Robin: Birds are my friends. They know I watch them, but they don't mind cause they like being watched. If they know you won't hurt them.
I got this movie from Netflix but it sat around for at least a week before I got around to watching it because it doesn't really matter how much you like the cover or how good the reviews are, watching a movie about a child molester isn't something you look forward to. However, it turned out to be not about child molesting, but about temptation.
Walter (Kevin Bacon) returns to his small hometown after being released from prison for molesting two preteen girls. He tries to lead a normal life, working a factory job and keeping to himself, but in spite of the help he receives from his brother-in-law Carlos (Benjamin Bratt), his new girlfriend Vickie (Kyra Sedgwick), and his psychiatrist (the incomparable Michael Shannon), Walter feels his old urgings returning. His willpower is further weakened by the hostility from the community around him and the thinly veiled threats made by Detective Lucas (Mos Def). In a town where everyone mistrusts and despises him, Walter must struggle to not repeat the mistakes of his past to prove to himself and those around him that he is more than his weakness.
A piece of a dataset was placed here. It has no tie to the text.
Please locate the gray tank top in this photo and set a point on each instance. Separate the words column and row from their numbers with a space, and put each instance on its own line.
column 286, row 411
This movie is difficult to watch because of the subject matter and Kevin Bacon's performance is spot on for the weird, single guy you would keep your child away from at the park but part of what makes us so uncomfortable is that all of us on some level can relate to this character. At his core he is a man who struggles with his own weakness and the temptation that surrounds him everyday. He hates this weakness so much that sometimes it consumes him but as the temptation grows he feels powerless to withstand it. His situation is remarkable because his weakness is so strongly against the societal norm that he is rejected, taunted, and threatened, but all of us have weaknesses we battle with, feeling that we lack the strength to improve ourselves and hating ourselves just a little when we succumb.
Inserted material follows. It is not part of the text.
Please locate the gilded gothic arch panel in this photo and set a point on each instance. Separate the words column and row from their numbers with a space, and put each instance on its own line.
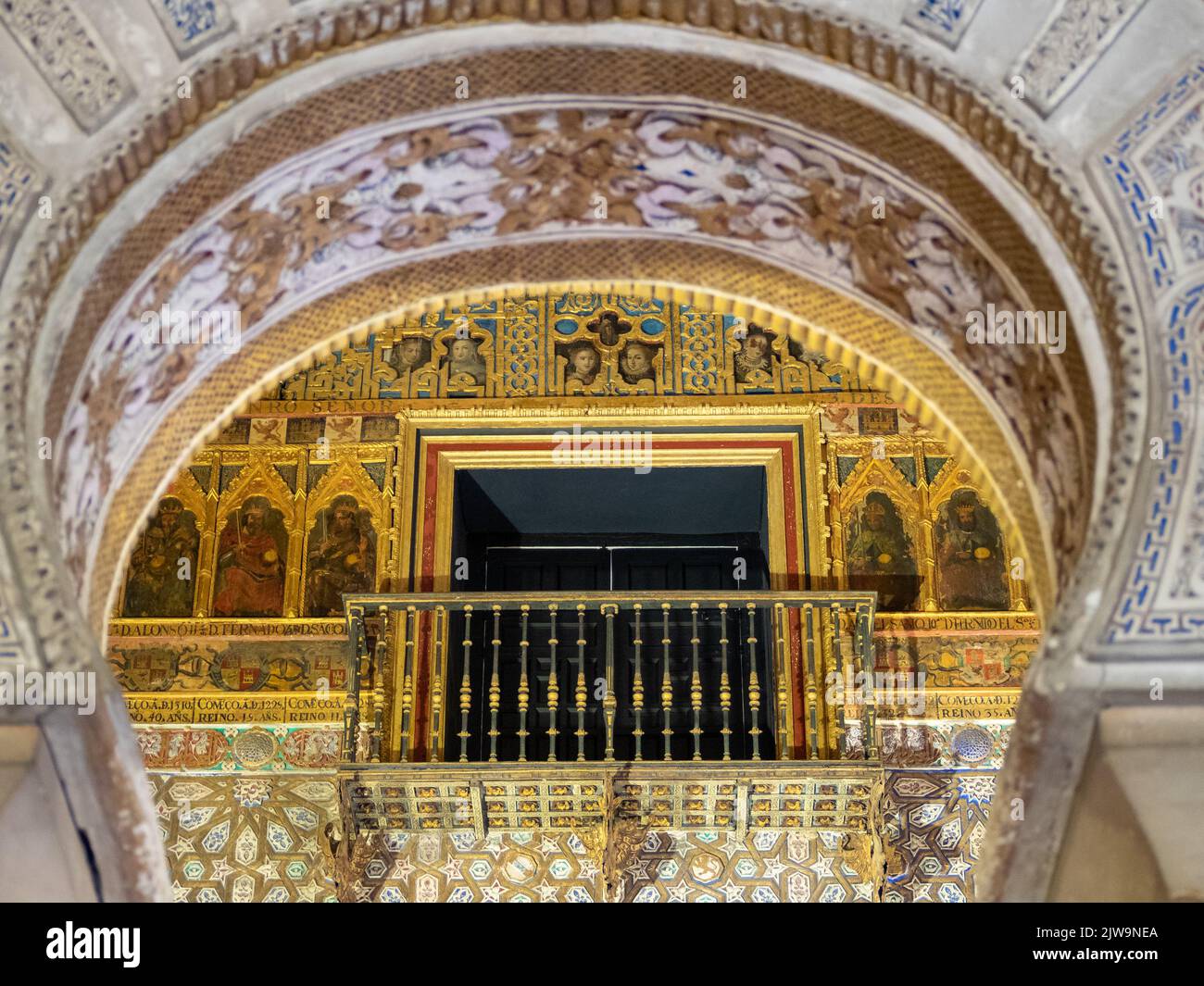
column 777, row 191
column 827, row 321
This film presents that struggle in black and white with a crime that disgusts everyone, even the protagonist. We even see his internal struggle through his observations of another child molester who lures little boys into his car with candy. Although despising the child molester and worrying about the boys, Walter cannot bring himself to alert the police and even tries to reason that the boys are getting into the car because they want to. It is only when he finally gives in to temptation and tries to convince a little girl named Robin to sit in his lap that he realizes the harm he is doing.
Robin enjoys bird watching in a secluded park and does not have many friends, but is friendly to Walter when he starts a conversation. When he asks her to sit in his lap, she tells him that his father asks her to sit his lap too and starts to cry as Walter figures out that she has been molested before. In the face of this gentle, quiet girl who possesses an innocent wisdom, he finally sees the mark of his actions, the internal scarring that is done even if there are no outward signs. In the ultimate temptation, she offers to sit in his lap, but he has finally found the strength to overcome his weakness. That night, overwhelmed with self-hatred and desire to right the wrongs he has done, he mercilessly beats the other child molester as he drops a boy off by the school yard, symbolically destroying the evil inside of himself.
The title comes from a speech given by Detective Lucas during one of his visits to Walter. He mentions to story of Red Riding Hood where the Woodsman rescues the girl by cutting open the stomach of the wolf so that the girl tumbles out without a scratch. After the horrible acts of violence he has seen committed on children, he feels that there is no woodsman in the world. This is the story of Walter trying to change from a Wolf to a Woodsman. But as he saw, it is not just external damage that hurts children. It is the internal damage everyone inflicts with their own weaknesses, sins we sometimes feel will only affect ourselves. In some ways we are no different than Walter. In all our actions we are either the woodsman or the wolf and God help us if we are the wolf, because there are so few woodsmen left.